Internet scholar honored for communication work
Zizi Papacharissi, professor and head of communication, has been named a fellow of the International Communication Association.
She was awarded the prestigious honor in recognition of her record of scholarly achievement in the study of human and mediated communication and contributions to the association.
Recipients are chosen through a competitive selection process and elected by the small group of previously elected fellows from the leading academic association of communication scholars.
Papacharissi, who studies the social and political consequences of online media technologies, was honored during the association’s annual conference held last month in San Diego.
Her most recent book, Affective Publics: Sentiment, Technology, and Politics, explores online social movements, storytelling practices via social media, and whether these tools lead to political influence, particularly for underrepresented groups. The publication earned her the National Communication Association’s 2015 Human Communication and Technology Division Outstanding Book Award.

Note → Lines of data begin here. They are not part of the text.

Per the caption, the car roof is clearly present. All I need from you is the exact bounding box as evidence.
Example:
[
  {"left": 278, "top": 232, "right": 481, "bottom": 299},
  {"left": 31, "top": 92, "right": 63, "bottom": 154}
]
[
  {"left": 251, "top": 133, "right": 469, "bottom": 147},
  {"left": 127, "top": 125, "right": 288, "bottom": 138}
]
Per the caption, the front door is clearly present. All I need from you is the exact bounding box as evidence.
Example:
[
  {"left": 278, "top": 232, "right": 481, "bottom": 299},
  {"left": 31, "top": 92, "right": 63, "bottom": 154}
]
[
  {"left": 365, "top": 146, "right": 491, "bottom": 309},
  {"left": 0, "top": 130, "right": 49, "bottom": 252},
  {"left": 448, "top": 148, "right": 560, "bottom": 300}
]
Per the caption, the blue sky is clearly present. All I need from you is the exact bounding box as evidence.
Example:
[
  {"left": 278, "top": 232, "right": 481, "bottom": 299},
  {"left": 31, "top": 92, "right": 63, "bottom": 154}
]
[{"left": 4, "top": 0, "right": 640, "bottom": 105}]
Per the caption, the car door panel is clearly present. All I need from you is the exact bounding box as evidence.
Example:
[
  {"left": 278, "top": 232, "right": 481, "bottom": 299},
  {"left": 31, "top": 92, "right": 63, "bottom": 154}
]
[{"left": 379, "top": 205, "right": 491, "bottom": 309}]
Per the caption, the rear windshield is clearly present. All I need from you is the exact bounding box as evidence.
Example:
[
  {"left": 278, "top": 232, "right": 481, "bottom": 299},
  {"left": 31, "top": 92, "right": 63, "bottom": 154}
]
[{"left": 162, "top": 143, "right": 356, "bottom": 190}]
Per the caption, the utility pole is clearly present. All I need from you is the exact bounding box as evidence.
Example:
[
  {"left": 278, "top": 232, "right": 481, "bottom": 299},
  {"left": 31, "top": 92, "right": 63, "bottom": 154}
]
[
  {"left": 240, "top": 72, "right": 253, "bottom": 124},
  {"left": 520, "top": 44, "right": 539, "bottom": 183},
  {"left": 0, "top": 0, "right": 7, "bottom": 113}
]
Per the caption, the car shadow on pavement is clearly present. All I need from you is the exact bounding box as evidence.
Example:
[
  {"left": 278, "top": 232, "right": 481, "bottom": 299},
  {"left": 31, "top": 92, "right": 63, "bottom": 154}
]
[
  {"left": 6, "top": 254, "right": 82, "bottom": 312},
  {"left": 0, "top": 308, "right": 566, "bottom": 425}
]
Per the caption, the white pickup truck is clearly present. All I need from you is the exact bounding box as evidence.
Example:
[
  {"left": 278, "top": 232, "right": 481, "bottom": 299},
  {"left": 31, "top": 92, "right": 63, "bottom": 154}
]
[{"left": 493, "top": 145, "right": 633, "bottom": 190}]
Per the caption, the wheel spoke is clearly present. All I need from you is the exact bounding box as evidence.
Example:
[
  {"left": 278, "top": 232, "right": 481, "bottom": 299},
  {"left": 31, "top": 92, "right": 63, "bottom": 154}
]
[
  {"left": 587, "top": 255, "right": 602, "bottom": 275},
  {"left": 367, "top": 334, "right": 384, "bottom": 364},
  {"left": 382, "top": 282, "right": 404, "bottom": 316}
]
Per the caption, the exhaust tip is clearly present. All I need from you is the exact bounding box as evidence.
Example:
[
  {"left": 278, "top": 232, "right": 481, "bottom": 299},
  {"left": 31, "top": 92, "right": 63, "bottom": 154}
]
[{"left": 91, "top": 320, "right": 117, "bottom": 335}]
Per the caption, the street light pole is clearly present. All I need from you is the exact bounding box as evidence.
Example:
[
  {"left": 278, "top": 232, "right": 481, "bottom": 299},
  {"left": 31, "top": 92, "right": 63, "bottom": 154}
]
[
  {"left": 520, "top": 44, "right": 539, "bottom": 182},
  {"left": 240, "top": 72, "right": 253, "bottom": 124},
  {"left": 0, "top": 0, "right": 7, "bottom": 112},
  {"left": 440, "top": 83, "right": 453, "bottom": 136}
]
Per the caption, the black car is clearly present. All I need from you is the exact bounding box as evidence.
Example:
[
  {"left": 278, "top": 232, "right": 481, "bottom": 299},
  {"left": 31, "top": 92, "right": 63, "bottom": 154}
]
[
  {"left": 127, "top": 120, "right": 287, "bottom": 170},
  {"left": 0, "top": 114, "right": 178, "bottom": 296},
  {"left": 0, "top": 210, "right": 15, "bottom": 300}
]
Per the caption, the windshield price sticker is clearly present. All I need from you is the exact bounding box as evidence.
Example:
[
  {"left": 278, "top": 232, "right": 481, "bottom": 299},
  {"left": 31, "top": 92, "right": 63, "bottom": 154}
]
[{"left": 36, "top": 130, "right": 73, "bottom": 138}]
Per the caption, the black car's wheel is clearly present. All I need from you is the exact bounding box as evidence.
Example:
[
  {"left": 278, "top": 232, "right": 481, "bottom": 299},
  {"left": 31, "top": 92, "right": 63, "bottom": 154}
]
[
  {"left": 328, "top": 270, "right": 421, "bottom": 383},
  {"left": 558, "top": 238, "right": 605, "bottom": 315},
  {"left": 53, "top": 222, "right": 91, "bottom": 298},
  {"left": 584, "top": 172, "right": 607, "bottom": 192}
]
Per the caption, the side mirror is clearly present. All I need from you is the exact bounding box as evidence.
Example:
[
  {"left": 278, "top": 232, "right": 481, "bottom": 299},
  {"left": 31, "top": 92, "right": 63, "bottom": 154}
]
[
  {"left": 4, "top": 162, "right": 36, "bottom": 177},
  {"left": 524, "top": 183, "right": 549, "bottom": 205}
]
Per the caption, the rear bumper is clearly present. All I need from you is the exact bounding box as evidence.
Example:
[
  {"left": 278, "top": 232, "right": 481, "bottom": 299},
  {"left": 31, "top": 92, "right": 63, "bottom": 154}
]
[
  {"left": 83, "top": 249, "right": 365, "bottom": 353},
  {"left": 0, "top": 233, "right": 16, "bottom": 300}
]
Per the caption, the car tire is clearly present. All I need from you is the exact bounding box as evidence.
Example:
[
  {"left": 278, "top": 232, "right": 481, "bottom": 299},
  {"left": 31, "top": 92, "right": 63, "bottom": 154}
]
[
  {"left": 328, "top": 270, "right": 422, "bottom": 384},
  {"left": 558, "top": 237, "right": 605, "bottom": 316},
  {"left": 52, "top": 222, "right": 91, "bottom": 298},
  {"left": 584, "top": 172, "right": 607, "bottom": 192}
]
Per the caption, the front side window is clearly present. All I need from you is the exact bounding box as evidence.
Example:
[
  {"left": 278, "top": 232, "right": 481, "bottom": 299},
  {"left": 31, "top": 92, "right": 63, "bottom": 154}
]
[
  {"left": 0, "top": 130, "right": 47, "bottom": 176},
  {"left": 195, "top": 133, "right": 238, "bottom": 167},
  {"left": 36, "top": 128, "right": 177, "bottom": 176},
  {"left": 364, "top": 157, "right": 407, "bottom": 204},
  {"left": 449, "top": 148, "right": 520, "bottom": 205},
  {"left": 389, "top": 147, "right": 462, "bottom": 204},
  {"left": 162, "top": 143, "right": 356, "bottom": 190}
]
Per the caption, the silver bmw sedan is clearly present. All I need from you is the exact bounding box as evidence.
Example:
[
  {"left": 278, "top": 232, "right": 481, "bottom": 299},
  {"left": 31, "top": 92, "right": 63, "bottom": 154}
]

In A Private Sphere: Democracy in a Digital Age, she examines how online media redefine our understanding of public and private in late-modern democracies and set new parameters for civic engagement.
Papacharissi has edited seven books and authored or co-authored more than 60 scholarly articles and chapters. She is editor of two scholarly journals, including Social Media and Society, which she founded in 2015.
Her productive and highly-cited scholarship was honored in 2014 when she received the High Impact Scholar award for alumni from the School of Journalism at University of Texas at Austin’s Moody College of Communication, where she earned her Ph.D. in political communication and new media.
The International Communication Association has more than 4,300 members from nearly 80 countries and is recognized by the United Nations as a nongovernmental organization.